Все эти четыре года Имоджен винила себя в том, как сложился их брак. Опираясь на отношения с отцом, она по умолчанию приняла на себя ответственность за то, что Тревис не полюбил ее. Последняя встреча добавила чувства вины — Тревис вел себя очень высокомерно и злился, а после согласился, что развод действительно отличная идея. Она так и осталась в уверенности, что ничего не вложила в их отношения.
По мере прояснения юридических вопросов Тревис все меньше разговаривал с Имоджен, и это возвращало ее в детство и заставляло чувствовать себя недостойной любви. Ее снова отвергали.
Два дня передышки, секса и удовольствия от визита к его семье напомнили, почему она вообще в него когда‑то влюбилась. Он демонстрировал свой ум в разговорах с Витто об инвестициях, но при этом продолжал прислушиваться к ней. Он был джентльменом, а в его одержимости порядком было даже что‑то приятное — он вешал ее пальто, вытирал муку со щеки. А в общении с племянниками открывался совсем с другой стороны, заполняя сердце Имоджен нежностью.
Однако нужно не забывать о реальности, которая и сама напомнила о себе. Первый раз — когда в самолете он надел наушники, чтобы посмотреть какие‑то относящиеся к работе ролики. А потом — когда всю дорогу от аэропорта куда‑то звонил.
Она была не столько уязвлена, сколько опечалена. Это амбиции вынуждали его забывать о ней? Или же он восстанавливался после близости последних дней? Ее было слишком много, как он сказал в первую ночь в Чарльстоне. Но тогда разве это лучше, чем когда тебя недостаточно?
«Я даю обещания, которые не могу исполнить, просто ради того, чтобы дотронуться до тебя».
В этот раз он не давал никаких обещаний — и, хотя Имоджен старалась помнить об этом, она чувствовала, что расставание причинит ей сильную боль.
— Ты меня слышишь?
Они уже вернулись, и она сидела на веранде, потерявшись в мыслях.
— Что? О, прости. — Она пыталась понять смысл его вопроса. — Нет. Прости, я не слышала, что ты сказал.
— Мне нужно уйти в офис. В каких мыслях ты заблудилась?

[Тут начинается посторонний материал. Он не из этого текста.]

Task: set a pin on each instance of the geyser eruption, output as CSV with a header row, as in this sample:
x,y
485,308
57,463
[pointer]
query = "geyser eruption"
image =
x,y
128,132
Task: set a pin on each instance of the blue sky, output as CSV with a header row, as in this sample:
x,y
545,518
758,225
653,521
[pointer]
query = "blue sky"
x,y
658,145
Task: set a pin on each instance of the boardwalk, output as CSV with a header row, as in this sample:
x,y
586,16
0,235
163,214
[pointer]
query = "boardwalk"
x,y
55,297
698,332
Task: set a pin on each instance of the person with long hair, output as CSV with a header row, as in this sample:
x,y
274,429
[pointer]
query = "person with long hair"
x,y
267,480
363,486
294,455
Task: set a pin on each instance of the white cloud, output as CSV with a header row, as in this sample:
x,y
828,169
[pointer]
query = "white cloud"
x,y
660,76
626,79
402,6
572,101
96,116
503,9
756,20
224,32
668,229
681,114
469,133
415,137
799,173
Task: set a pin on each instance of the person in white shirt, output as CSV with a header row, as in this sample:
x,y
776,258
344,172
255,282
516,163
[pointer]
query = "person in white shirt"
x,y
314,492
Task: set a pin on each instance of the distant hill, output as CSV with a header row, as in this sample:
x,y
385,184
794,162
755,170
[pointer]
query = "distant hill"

— Думала о визите ко врачу. — умолчание помогает защитить себя.
— Ухо болит?
— Нет. Хочу проконсультироваться по поводу ребенка.
— Я использовал…, — он вспомнил свой прокол. — Возможно, это хорошая идея. Спасибо.
На его лице проявились какие‑то эмоции, но исчезли быстрее, чем она смогла в них разобраться.
— Дай знать, когда тебе нужно будет туда, я вызову машину.
— Спасибо. Хочешь, чтобы я приготовила что‑нибудь сегодня?
— Ты не обязана этого делать.
— Тогда, когда увидимся, я придумаю что‑нибудь из того, что есть в холодильнике. — Она поднялась на цыпочки и поцеловала его на прощание.
— Я имел в виду, что мы можем где‑нибудь поужинать, если хочешь. Меня не будет всего час.
— Увидимся, когда увидимся, Тревис. Я помню, во что выливается час.
Он обнял ее, не давая отстраниться.
— Звучит как упрек.
— Совсем нет. Сейчас у тебя даже больше обязанностей, чем раньше. А я занимаю еще меньшую часть твоей жизни, чем тогда. И это нормально. — По крайней мере, Имоджен пыталась в это поверить. — Я пока поищу работу. Да и Роуэн прислала мне письмо, мне нужно внимательно его прочитать; кажется, ей есть что мне предложить.
«Ник показал мне твою статью о Тревисе. Надеюсь, ты не против того, что я ее прочитала. Мне бы хотелось знать, как ты могла бы рассказать историю моей матери, представься такая возможность».